California Highway 1 Collapses Leaving 2,000 Tourists Stranded

Nearly 2,000 motorists, who are mostly tourists, are stranded after a portion of scenic Highway 1 collapsed in the Big Sur region of California over the weekend.

California Department of Transporation officials reported on Saturday afternoon that chunks of asphalt from the southbound lane of Highway 1, located near the Rocky Creek Bridge, fell into the ocean after heavy rain hit the area.

The bridge’s collapse caused the California Highway Patrol to immediately close the highway, resulting in nearly 2,000 tourists being stranded in the area.

The California Highway Patrol stated, “This will likely be an extended road closure. We are working on a plan to get motorists evacuated from the area.”


Per The New York Times:

A portion of scenic Highway 1 in the Big Sur area of California collapsed Saturday stranding about 2,000 motorists, mostly tourists, overnight.

Officials with the California Department of Transportation said on Sunday that a section of the southbound highway located in the Central Coast, would remain closed to the public while crews worked on the affected areas. Large chunks of the road fell into the ocean. The highway, also known as the Pacific Coast Highway, features stretches of rocky cliffs, lush mountains, panoramic beaches and coastal redwood forests.

There were no reported injuries.

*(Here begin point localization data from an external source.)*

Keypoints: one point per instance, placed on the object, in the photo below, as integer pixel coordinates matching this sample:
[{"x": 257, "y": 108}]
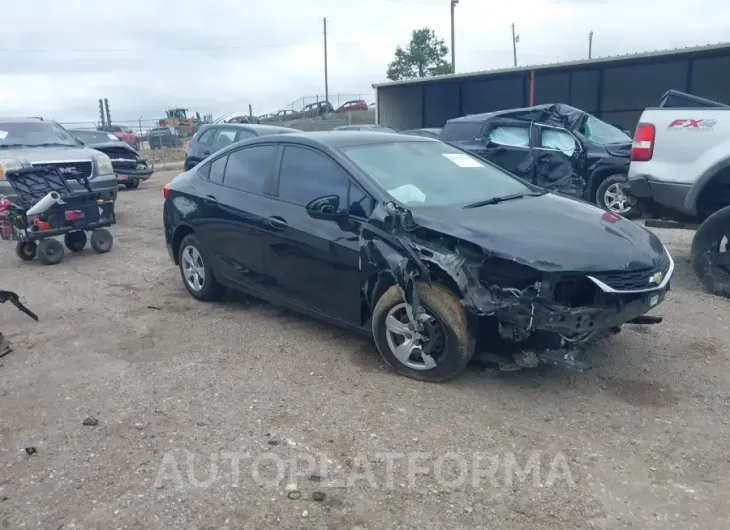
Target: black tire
[
  {"x": 101, "y": 240},
  {"x": 632, "y": 213},
  {"x": 75, "y": 241},
  {"x": 50, "y": 251},
  {"x": 707, "y": 240},
  {"x": 449, "y": 314},
  {"x": 26, "y": 250},
  {"x": 210, "y": 290}
]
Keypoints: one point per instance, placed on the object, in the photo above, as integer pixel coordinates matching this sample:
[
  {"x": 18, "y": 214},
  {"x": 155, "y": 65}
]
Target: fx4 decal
[{"x": 703, "y": 124}]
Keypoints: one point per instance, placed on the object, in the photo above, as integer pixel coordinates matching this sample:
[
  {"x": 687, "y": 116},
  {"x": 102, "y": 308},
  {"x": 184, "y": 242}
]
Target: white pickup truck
[{"x": 680, "y": 170}]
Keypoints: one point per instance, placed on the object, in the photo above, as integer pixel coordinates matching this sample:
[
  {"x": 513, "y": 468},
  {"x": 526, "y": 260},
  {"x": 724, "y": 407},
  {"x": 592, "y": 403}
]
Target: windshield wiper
[{"x": 497, "y": 200}]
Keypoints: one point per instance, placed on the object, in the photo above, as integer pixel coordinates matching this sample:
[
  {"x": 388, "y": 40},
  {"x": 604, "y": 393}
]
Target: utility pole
[
  {"x": 515, "y": 40},
  {"x": 326, "y": 80},
  {"x": 453, "y": 38},
  {"x": 590, "y": 45}
]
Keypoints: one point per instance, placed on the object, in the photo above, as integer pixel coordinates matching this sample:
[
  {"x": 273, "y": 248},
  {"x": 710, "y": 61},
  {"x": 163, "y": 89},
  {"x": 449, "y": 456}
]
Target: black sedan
[
  {"x": 214, "y": 137},
  {"x": 435, "y": 253}
]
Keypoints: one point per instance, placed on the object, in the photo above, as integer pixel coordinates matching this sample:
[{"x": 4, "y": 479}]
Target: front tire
[
  {"x": 196, "y": 272},
  {"x": 610, "y": 196},
  {"x": 449, "y": 345},
  {"x": 712, "y": 240}
]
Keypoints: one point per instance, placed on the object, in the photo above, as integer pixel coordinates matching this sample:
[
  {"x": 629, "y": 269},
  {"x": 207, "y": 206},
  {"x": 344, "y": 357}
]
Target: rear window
[{"x": 460, "y": 131}]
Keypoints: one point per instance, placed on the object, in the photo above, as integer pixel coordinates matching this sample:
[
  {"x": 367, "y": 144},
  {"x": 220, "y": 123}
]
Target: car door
[
  {"x": 560, "y": 161},
  {"x": 239, "y": 232},
  {"x": 509, "y": 145},
  {"x": 316, "y": 261}
]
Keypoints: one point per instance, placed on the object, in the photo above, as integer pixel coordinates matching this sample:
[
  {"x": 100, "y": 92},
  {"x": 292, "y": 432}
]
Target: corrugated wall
[{"x": 617, "y": 93}]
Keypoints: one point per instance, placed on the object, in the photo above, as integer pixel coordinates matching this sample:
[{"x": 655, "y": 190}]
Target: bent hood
[{"x": 549, "y": 233}]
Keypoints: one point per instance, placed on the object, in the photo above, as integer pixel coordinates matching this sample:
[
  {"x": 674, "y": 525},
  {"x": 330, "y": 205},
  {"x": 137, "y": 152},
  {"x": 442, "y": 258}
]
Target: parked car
[
  {"x": 161, "y": 137},
  {"x": 355, "y": 104},
  {"x": 428, "y": 133},
  {"x": 555, "y": 146},
  {"x": 125, "y": 134},
  {"x": 679, "y": 171},
  {"x": 28, "y": 142},
  {"x": 287, "y": 115},
  {"x": 365, "y": 127},
  {"x": 425, "y": 247},
  {"x": 315, "y": 110},
  {"x": 212, "y": 138},
  {"x": 129, "y": 166}
]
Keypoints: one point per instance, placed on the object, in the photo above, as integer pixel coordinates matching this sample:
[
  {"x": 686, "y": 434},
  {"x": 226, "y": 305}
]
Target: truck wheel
[
  {"x": 436, "y": 354},
  {"x": 50, "y": 251},
  {"x": 75, "y": 241},
  {"x": 610, "y": 196},
  {"x": 711, "y": 253},
  {"x": 26, "y": 250}
]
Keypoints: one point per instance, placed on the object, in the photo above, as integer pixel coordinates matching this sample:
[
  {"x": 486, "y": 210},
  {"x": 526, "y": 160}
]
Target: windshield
[
  {"x": 602, "y": 133},
  {"x": 34, "y": 133},
  {"x": 94, "y": 137},
  {"x": 427, "y": 173}
]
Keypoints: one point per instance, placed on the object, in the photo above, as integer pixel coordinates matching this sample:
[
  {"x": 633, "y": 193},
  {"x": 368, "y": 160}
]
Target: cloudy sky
[{"x": 57, "y": 58}]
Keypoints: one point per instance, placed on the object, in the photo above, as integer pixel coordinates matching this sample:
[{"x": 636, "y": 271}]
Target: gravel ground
[{"x": 180, "y": 388}]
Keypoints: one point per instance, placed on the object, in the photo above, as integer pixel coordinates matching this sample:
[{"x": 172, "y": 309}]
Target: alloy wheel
[
  {"x": 418, "y": 349},
  {"x": 193, "y": 268}
]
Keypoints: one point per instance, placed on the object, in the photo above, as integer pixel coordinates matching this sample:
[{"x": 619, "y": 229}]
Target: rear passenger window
[
  {"x": 306, "y": 175},
  {"x": 217, "y": 169},
  {"x": 207, "y": 137},
  {"x": 248, "y": 168},
  {"x": 461, "y": 131},
  {"x": 510, "y": 136}
]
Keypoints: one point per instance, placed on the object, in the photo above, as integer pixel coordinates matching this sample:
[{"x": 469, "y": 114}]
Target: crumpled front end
[{"x": 520, "y": 313}]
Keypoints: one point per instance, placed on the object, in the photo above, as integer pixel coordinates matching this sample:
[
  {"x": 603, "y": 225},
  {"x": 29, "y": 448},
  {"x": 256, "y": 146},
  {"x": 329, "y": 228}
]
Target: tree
[{"x": 425, "y": 56}]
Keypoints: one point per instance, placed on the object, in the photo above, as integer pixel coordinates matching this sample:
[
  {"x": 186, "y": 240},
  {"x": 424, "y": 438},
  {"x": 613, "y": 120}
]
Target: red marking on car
[{"x": 689, "y": 123}]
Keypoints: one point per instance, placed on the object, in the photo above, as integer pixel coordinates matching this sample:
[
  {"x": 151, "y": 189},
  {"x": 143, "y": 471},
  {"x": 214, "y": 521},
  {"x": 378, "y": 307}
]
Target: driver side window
[{"x": 306, "y": 175}]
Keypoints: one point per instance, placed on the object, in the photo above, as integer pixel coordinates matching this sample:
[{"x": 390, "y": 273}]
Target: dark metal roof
[{"x": 568, "y": 64}]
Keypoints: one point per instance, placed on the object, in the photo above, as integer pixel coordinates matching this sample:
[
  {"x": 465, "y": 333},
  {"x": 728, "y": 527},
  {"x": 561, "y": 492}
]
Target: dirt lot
[{"x": 185, "y": 393}]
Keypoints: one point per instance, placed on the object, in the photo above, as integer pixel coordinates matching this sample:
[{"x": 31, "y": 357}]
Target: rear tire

Caltrans, the agency, did not give an estimate of when it expected to fully reopen the highway.

Officials did not say what led to the collapse, but torrential rain battered the area near Rocky Creek Bridge, which is about 17 miles south of Monterey.

Several convoys have already been deployed to start moving some of the stranded tourists and essential workers, but many remain stranded until further notice.